O mandato pode ser uma procuração, delegação. É a autorização que uma pessoa recebe de outra para exercer em seu nome um direito ou obrigação. A procuração é o instrumento do mandato. Já o mandado é um ato escrito, emanado de autoridade pública competente, judicial ou administrativa, determinando a prática de ato ou diligência. Trata-se de uma ordem emitida por juiz que deve ser cumprida.

  1. Ata notarial x Escritura Pública (Art. 384 da Lei 13.105/2015 e Lei 8.935/94)

As atas e as escrituras têm objetos diferentes: a ata descreve o fato no instrumento; a escritura declara os atos e negócios jurídicos, constituindo-os. Na ata notarial, o tabelião escreve os fatos ou materializa, em forma narrativa, tudo o que presencia ou presenciou, vendo ou ouvindo com seus próprios sentidos. Já na escritura pública o tabelião recebe a manifestação de vontade, qualifica essa manifestação fazendo incidir um instituto jurídico pertinente, presta assessoria, tem poder discricionário, obstando manifestações que estiverem em desacordo com o direito e, por fim, redige o instrumento jurídico adequado.

  1. Testamento x Doação 

O testamento serve para que alguém deixe por escrito que destino quer que seus bens tenham após o seu falecimento. O testador indica como quer que seu inventário seja feito. Para os que possuem herdeiros necessários (descendentes, ascendentes ou cônjuge), o testamento só pode versar sobre 50% do seu patrimônio, devendo o restante seguir a forma prevista em lei. Ao contrário do testamento, a doação tem por objetivo a transferência, ainda em vida, dos bens dos doadores para integrar o patrimônio dos donatários. É uma forma de resolver tudo em vida, sem se preocupar com inventário posterior dos bens doados.

  1. Usucapião Extrajudicial (Lei nº 13.105/2015) x Usucapião judicial (Código Civil Art. 1.238 a 1.244)
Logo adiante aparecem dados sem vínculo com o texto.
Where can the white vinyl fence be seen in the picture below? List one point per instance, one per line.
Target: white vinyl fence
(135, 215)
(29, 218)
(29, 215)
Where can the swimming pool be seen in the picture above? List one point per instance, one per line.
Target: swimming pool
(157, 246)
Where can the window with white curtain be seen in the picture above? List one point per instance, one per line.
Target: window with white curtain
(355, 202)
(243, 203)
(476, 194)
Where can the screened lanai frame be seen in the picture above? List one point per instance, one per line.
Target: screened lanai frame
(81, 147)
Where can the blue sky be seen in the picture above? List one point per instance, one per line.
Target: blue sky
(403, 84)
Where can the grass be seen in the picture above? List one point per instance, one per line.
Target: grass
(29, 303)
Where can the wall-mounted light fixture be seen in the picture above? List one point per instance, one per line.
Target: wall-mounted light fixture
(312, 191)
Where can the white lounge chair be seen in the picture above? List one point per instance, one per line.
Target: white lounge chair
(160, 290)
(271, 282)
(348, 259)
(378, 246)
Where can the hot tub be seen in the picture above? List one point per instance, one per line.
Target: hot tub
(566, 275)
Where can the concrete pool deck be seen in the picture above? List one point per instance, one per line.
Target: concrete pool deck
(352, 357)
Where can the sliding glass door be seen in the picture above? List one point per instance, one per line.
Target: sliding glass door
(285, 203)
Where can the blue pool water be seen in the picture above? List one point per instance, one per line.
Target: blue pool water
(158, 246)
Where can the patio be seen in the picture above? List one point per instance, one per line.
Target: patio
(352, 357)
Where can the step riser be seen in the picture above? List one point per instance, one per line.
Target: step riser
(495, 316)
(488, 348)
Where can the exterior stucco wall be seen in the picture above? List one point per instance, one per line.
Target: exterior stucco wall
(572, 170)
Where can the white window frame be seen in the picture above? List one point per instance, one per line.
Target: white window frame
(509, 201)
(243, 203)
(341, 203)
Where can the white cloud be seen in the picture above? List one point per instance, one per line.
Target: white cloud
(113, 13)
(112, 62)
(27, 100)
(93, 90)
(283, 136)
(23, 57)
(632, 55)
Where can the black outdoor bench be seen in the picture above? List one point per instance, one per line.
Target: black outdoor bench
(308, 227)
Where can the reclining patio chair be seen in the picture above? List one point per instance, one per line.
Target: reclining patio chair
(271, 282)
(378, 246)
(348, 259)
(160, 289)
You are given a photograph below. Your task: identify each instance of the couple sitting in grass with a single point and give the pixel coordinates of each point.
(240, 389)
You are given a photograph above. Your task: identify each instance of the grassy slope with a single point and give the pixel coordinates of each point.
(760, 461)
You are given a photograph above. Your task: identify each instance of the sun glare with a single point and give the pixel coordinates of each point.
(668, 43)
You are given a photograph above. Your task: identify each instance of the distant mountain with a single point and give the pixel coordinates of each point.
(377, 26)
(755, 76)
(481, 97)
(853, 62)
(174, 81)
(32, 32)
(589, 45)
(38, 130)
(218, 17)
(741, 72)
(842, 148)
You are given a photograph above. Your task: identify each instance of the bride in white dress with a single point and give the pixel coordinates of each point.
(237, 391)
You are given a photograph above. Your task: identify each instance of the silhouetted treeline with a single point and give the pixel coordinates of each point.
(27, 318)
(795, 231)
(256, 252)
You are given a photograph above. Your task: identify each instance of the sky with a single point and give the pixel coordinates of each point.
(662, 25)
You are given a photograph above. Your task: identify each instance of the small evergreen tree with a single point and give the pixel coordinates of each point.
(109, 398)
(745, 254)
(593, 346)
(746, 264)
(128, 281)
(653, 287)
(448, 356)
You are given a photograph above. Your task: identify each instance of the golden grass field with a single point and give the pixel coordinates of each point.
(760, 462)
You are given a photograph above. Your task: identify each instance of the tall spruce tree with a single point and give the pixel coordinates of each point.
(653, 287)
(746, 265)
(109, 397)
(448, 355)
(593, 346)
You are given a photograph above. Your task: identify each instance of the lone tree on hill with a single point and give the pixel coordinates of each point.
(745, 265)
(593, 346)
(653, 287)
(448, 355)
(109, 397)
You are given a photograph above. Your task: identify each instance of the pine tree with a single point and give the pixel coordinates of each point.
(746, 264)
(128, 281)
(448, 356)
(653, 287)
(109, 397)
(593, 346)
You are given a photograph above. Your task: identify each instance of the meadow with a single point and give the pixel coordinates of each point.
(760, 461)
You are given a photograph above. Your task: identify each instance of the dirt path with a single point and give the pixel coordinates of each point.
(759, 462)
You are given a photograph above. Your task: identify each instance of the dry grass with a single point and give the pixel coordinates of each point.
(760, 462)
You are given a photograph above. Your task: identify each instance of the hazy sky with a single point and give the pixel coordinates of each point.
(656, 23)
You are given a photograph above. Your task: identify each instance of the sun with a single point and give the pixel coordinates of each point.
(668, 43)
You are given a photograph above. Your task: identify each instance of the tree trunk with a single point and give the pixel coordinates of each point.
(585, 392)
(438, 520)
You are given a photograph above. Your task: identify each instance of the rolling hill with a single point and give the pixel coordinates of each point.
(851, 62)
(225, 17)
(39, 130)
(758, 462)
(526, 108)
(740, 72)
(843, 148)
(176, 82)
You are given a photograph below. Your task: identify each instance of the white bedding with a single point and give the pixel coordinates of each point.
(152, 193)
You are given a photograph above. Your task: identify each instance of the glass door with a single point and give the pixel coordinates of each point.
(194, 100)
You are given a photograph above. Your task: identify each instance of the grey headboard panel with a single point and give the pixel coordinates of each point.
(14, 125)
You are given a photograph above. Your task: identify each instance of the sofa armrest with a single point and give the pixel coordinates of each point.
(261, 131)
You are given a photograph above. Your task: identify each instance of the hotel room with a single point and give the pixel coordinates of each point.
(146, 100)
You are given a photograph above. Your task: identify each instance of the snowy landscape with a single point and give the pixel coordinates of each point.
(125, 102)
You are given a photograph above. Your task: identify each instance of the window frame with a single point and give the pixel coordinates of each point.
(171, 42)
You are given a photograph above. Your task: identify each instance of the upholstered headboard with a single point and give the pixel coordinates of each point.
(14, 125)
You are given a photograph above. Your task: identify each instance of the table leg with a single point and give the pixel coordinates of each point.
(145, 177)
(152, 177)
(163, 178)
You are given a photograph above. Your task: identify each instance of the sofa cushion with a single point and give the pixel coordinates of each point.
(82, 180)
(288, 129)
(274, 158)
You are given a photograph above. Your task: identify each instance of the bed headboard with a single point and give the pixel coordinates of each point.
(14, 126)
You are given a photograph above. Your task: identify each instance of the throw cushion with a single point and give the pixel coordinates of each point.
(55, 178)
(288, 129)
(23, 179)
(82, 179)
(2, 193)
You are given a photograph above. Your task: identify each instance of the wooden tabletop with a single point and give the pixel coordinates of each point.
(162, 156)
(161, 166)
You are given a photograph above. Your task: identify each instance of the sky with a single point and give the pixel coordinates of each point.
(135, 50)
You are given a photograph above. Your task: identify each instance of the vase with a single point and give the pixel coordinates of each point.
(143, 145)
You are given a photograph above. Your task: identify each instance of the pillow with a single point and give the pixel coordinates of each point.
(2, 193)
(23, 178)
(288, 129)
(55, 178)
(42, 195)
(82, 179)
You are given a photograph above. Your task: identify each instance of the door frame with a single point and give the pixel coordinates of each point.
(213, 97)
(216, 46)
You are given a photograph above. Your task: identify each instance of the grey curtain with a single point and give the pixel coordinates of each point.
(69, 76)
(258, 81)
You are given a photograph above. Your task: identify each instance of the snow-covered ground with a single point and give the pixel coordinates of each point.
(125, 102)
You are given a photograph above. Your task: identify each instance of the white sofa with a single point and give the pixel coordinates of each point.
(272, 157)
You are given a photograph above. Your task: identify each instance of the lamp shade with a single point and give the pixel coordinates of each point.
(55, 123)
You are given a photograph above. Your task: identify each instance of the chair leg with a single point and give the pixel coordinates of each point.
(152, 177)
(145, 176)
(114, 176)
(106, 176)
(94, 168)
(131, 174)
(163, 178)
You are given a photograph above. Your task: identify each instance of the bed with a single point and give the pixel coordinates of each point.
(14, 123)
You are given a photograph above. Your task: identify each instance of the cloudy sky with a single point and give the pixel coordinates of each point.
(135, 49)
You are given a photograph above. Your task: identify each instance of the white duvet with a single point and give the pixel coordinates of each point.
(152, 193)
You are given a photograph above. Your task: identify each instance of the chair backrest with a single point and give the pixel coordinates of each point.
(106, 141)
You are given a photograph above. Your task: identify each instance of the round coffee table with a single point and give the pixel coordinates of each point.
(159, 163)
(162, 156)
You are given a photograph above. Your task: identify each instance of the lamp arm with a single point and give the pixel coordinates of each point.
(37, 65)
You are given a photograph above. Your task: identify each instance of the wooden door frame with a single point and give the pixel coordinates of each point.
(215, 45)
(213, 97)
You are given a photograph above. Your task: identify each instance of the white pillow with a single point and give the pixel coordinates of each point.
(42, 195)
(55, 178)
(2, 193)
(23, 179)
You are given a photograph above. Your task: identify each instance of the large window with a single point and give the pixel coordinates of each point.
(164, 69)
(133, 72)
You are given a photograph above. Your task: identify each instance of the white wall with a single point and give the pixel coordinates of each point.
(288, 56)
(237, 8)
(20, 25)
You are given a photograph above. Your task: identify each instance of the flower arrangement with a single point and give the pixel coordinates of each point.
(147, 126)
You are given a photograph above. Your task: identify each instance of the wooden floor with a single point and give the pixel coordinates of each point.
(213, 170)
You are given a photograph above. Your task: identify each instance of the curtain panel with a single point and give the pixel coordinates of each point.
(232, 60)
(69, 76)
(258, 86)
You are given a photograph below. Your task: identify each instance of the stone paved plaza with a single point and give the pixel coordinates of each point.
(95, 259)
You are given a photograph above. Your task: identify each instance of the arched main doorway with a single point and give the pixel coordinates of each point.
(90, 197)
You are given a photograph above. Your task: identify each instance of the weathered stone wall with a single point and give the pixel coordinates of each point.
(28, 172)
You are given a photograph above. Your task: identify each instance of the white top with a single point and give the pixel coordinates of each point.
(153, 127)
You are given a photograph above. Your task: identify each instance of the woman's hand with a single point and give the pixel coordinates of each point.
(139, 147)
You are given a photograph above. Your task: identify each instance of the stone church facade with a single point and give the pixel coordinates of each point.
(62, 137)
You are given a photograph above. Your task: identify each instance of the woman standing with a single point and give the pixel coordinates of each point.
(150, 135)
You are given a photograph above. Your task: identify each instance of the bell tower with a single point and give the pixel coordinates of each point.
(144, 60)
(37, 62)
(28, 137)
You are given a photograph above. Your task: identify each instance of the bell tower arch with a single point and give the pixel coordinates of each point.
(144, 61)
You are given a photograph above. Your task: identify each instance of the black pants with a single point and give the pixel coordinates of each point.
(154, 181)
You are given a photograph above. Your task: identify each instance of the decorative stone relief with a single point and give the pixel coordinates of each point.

Usucapião é uma forma de aquisição de propriedade de bem móvel ou imóvel pelo exercício de posse mansa e pacífica, prolongada e ininterrupta por prazos especificados na legislação civil vigente. A usucapião judicial é uma ação declaratória, ou seja, ao final, se procedente, servirá para declarar o requerente como proprietário do imóvel. A ação deve ser proposta pelo possuidor do imóvel, com auxílio de um advogado, devendo individualizar a área objeto da ação. Já na usucapião extrajudicial, o pedido de usucapião de bem imóvel poderá ser realizado perante o cartório de registro de imóveis da comarca em que o bem usucapiendo estiver localizado. A sentença será registrada no registro de imóveis mediante mandado, encerrando o processo. Como não se trata de uma transmissão de bem, mas de uma aquisição originária, não se aplicam os impostos sobre transferência.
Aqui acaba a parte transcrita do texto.